Breaking the conventional knowledge...

TSGannGalt · Aug 13, 2009

Another set of test results which was interesting:

Drilling down from what I did with the previous test, I have 12 models running tests the same way, except... this time around, I set kept the test period static year-by-year confirming the validity by keeping track of the performance 6 months after that.

The average performance of each measure was around the range of the previous test but if you look at the performance year-to-year, you can realize that the efficiency of the measures decaying as passes. (I should have outputed the results from old to new but we all love to see an upward curve... I hope).

Anyways... as much as the markets change and models' performance decays with time. The tools we use have a cleaner curve of the decay.
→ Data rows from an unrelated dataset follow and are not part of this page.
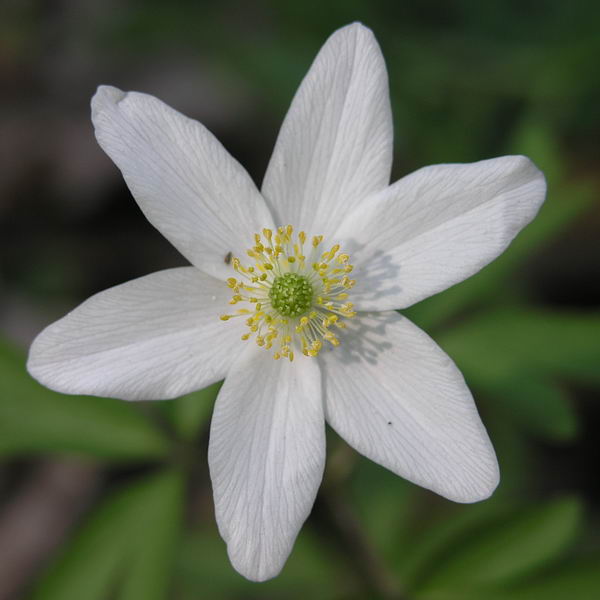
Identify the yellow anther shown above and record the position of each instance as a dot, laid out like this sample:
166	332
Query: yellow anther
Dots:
327	300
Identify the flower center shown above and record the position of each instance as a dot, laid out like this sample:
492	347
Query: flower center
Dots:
291	294
296	292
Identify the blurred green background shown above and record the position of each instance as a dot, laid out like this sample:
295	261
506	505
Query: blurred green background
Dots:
106	500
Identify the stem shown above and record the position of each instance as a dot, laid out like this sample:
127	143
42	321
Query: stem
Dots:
335	514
Again, this is just a test of a single instance. But it's something to consider and a good chance for people to start thinking about the validity of "how" they develop models as much as the models themselves.

So... a question arises... if the significance of a validation tool decays with time, how would you adjust your tool?

I TEST EVERYTHING.

TSGannGalt · Aug 13, 2009

OK... Walkforward...

As mentioned previously... the attach xls is the validity test for different types of WF analysis.

The test is done similarly with the previous 2 tests using 12 models....

Windowed WF is... running a WF logic within a constant interval. I would have the models optimize itself every year and use the best parametric values for the next 6 months. The results are similar to the original test with the data size/out-sample test, a bit over 50%.

Market Driven WF is.... when an outlier event occurs in the market regardless of the model's status (PL... open/close positions etc.). For this case I took the tendency of the market which the model tries to expose and triggers a WF. So as an example... let's say I have a EOD Trend-following model, and the validity of the signal relies closely with the trendiness of the market. I would have the 2 sigma range of the cumulative trendiness within a time period and when the current trendiness crosses these range it triggers a WF routine...

Equity Curve WF is... triggered when the equity curve goes into an outlier position from the 2 sigma of the 1 year test it has done previously.

Measure Triggered WF is... triggered when the cumulative value of the specific measure goes into an outlier within the distribution of the measure from the past.... So let's say that the Avg. % DD is 20% and 2 Sigma range of %DD if 15% top and 25% bottom. The WF is triggered when the open position Net PL hits these range.

So...Windowed is obvious. Market Driven definitely added value to the models. Even though, it's not much as the Market Driven, Equity Curve WF helps too. Measure Triggered WF added value to each of the measure by around 5% or so...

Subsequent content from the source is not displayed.